Wembury Beach is surveyed by the Plymouth Coastal Observatory team once a year, so building an image catalogue which continually captures snippets of the beach state will vastly improve our knowledge of beach dynamics and resilience.
Your images will help communities, organisations and local authorities to determine management practices for our valuable beach environments.
How to Get Involved
When you are passing by Wembury Beach, look out for our camera mount.
- Place your smartphone on its side in the mount so that the camera is facing the beach through the gap. *This is very important, if you don't use the camera cradle we can't use your photo*
- Take your photo, without using zoom, square or panoramic.
- Carefully remove your phone.
- Share your photo with us either by:
Important - If you don't send the photo immediately, be sure to note down the time and date the photo was captured. All photo authors will remain anonymous.

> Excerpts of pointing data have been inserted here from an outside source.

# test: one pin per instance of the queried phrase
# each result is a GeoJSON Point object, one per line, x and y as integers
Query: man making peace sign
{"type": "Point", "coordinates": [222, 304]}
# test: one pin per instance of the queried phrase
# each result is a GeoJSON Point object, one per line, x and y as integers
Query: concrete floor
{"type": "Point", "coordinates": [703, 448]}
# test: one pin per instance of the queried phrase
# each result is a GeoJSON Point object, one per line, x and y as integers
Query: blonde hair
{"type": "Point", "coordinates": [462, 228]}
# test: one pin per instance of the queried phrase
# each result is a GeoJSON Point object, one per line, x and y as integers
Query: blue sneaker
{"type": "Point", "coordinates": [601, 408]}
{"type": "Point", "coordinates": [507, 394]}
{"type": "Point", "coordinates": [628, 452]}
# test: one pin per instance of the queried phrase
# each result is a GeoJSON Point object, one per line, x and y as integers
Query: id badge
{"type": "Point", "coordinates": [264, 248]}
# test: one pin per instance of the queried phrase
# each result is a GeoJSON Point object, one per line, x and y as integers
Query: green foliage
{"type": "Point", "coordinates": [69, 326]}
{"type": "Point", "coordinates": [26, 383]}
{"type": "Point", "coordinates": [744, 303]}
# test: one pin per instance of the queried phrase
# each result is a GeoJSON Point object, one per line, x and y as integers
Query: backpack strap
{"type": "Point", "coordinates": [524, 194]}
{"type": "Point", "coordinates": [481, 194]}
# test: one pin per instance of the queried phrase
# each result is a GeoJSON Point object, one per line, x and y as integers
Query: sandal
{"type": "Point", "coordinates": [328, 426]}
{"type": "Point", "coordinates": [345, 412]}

Too much information? Not to worry, we've included all the instructions on how to capture your image and share it on the accompanying sign:
The original design and idea of this project is fully attributable to the CoastSnap team, who have now set up four sites in New South Wales, Australia.
Using fixed point photography by means of a camera mount, the team are able to visually identify the change in the shoreline position through analysing a catalog of images collected over varying tidal stages from the exact same position. It is therefore extremely important to also submit the time and date your photo was captured so that we can accommodate the tidal cycle into our analysis.
Since its initial development, CoastSnap has been initiated in nine different countries, including France, USA, Spain and England. For more information on their progress, why not visit their website or Facebook page.
Photographs where people are uniquely identifiable could be considered personal data. As such they are not allowed to be shared without consent. To avoid this issue, photos will be checked by staff at PCO. If photos where people are uniquely identifiable are submitted, the photo will not be uploaded and will be deleted from our records.